29 Januar 2007

Integration und Auschwitz, 2002


Wie seltsam anmutend ist das um die Jahreszeit noch frisch wirkende Grass in dieser Vertiefung…

Daneben eine Informationstafel und ein Bild: „Häftlinge beim Ausheben eines Entwässerungsgrabens, 1943“.

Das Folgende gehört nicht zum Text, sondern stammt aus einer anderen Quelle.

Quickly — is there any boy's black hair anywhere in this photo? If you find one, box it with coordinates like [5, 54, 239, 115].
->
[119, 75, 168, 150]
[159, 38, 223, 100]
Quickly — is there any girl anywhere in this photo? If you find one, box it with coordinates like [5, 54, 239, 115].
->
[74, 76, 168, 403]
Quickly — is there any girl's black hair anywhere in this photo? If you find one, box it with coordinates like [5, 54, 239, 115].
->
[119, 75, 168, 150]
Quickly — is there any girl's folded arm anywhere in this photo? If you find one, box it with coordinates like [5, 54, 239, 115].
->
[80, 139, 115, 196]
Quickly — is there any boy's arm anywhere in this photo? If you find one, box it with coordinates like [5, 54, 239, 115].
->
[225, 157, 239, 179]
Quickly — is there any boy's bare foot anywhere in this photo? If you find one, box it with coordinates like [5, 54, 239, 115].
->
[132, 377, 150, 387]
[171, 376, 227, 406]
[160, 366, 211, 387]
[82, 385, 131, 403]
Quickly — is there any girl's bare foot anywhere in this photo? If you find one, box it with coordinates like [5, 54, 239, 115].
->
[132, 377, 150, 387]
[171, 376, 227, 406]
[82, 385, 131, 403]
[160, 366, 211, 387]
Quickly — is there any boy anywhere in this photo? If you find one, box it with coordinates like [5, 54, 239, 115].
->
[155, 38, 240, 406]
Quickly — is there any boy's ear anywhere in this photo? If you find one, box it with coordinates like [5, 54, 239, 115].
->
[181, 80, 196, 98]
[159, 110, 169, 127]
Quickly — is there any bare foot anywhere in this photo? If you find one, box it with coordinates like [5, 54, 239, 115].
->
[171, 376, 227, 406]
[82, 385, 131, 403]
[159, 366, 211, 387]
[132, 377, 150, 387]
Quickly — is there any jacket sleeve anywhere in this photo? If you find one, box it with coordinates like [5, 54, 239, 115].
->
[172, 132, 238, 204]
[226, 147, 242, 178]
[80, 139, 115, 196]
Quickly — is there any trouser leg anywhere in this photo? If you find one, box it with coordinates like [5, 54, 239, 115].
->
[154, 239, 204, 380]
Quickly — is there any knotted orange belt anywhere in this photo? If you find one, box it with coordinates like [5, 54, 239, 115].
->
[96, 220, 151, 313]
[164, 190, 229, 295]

Zwischen damals und heute liegen 59 Jahre. Auf der sich verschiebenden Zeitachse blieb nun als Erinnerung dieser Eindruck in der Erdoberfläche. Der Graben, an dem HEUTE die Natur ihre Herrschaft wiedererlangte, ist GESTERN entstanden. Er zeugt vom Bruchteil der Lebens- und Leidensgeschichte bestimmter, real existierenden Menschen. Auf der vergrößerten Fotografie daneben sind ihre Gesichter und die ihrer Bewacher nur undeutlich zu erkennen.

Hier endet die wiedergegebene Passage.